Kinshasa — Au sortir de la guerre, la République démocratique du Congo fait un pari. Après une décennie marquée par les conflits, l’effondrement des institutions et la désorganisation du secteur minier, le pouvoir choisit de tourner la page en misant sur les investissements privés. L’objectif est clair : redonner vie à une industrie qui fut longtemps le principal moteur de l’économie nationale.
Cette nouvelle orientation prend forme le 11 juillet 2002. Sous la présidence de Joseph Kabila, la RDC adopte la loi n°007/2002 portant Code minier, entrée en vigueur le 1er janvier 2003. Élaboré avec l’appui de la Banque mondiale, le texte entend rompre avec les pratiques du passé et créer un environnement capable de restaurer la confiance des investisseurs.
Le changement est profond. Le nouveau Code ouvre largement le secteur aux capitaux privés et redéfinit les règles d’accès aux ressources minières. Il institue le Cadastre minier (CAMI), un guichet unique chargé d’attribuer les titres miniers selon le principe du « premier arrivé, premier servi » et sur la base des capacités techniques et financières des demandeurs. Une réforme qui met fin au système de négociation directe avec les entreprises publiques.
Pour attirer les investisseurs, le législateur mise sur un régime particulièrement incitatif. Le texte garantit une stabilité fiscale et douanière pendant dix ans. Les redevances minières sont fixées à 2 % pour le cuivre et le cobalt, contre 4 à 6 % dans d’autres pays producteurs. La participation gratuite et non diluable de l’État est limitée à 5 % du capital des sociétés exploitantes, tandis que plusieurs exonérations sont accordées, notamment sur les droits de sortie à l’exportation.
Ce choix produit rapidement des effets.
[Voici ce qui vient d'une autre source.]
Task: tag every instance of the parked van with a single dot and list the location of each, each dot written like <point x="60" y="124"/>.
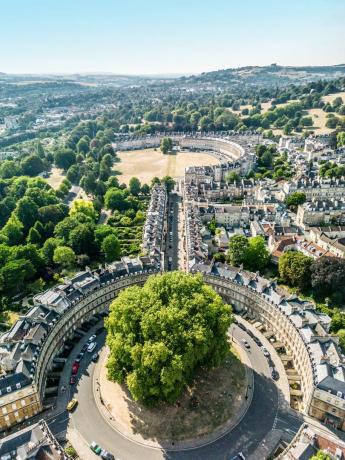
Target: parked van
<point x="91" y="347"/>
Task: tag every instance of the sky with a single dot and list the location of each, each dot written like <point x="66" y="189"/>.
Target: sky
<point x="167" y="36"/>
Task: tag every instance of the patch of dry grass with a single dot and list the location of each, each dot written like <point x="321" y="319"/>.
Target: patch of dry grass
<point x="56" y="177"/>
<point x="214" y="398"/>
<point x="148" y="163"/>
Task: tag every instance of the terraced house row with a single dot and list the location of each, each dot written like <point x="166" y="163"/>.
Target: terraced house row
<point x="301" y="333"/>
<point x="28" y="349"/>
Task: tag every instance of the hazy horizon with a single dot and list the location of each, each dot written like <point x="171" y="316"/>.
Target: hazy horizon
<point x="154" y="38"/>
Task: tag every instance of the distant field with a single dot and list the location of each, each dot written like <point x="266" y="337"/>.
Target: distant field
<point x="319" y="121"/>
<point x="55" y="178"/>
<point x="331" y="97"/>
<point x="148" y="163"/>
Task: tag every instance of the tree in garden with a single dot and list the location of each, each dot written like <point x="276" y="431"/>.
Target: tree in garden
<point x="232" y="177"/>
<point x="64" y="158"/>
<point x="320" y="455"/>
<point x="64" y="256"/>
<point x="134" y="186"/>
<point x="27" y="212"/>
<point x="341" y="139"/>
<point x="328" y="277"/>
<point x="115" y="199"/>
<point x="32" y="165"/>
<point x="13" y="230"/>
<point x="160" y="334"/>
<point x="83" y="145"/>
<point x="169" y="183"/>
<point x="145" y="189"/>
<point x="81" y="239"/>
<point x="166" y="145"/>
<point x="14" y="274"/>
<point x="295" y="199"/>
<point x="84" y="207"/>
<point x="49" y="247"/>
<point x="294" y="269"/>
<point x="155" y="180"/>
<point x="238" y="247"/>
<point x="111" y="248"/>
<point x="257" y="255"/>
<point x="34" y="236"/>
Entre 2002 et 2016, le nombre de sociétés minières et de titres octroyés augmente sensiblement. De grands projets, à l’image de Tenke Fungurume, attirent d’importants capitaux étrangers et relancent les investissements dans un secteur resté longtemps à l’arrêt.
Les résultats sont également visibles sur le plan de la production. Tombée à environ 20 000 tonnes au début des années 2000, la production annuelle de cuivre dépasse le million de tonnes au cours de la décennie suivante. En quelques années, la République démocratique du Congo retrouve sa place parmi les grands producteurs mondiaux de cuivre et de cobalt.
Mais ce retour en grâce nourrit rapidement un autre débat. Si le nouveau Code minier parvient à relancer l’activité, les conditions accordées aux investisseurs apparaissent, pour plusieurs bailleurs internationaux et chercheurs, particulièrement avantageuses. Le dynamisme retrouvé du secteur ne se traduit pas, selon eux, par une progression équivalente des recettes publiques.
Les chiffres alimentent cette interrogation. En 2014, la contribution fiscale du secteur minier aux finances publiques ne représente encore que 3,8 % du PIB. Douze ans après l’adoption du Code, une étude conclut que les deux ambitions affichées par la réforme — accroître les recettes de l’État et améliorer les conditions de vie des populations vivant dans les zones d’exploitation — demeurent largement hors d’atteinte, malgré l’afflux d’investisseurs.
Le paradoxe est alors manifeste. La réforme de 2002 réussit à remettre en marche l’industrie minière congolaise et à restaurer son attractivité auprès des capitaux internationaux. Mais elle laisse ouverte une question essentielle : celle du partage de la richesse créée. Une interrogation qui s’imposera progressivement au cœur du débat public et conduira, quelques années plus tard, à une révision des règles du jeu.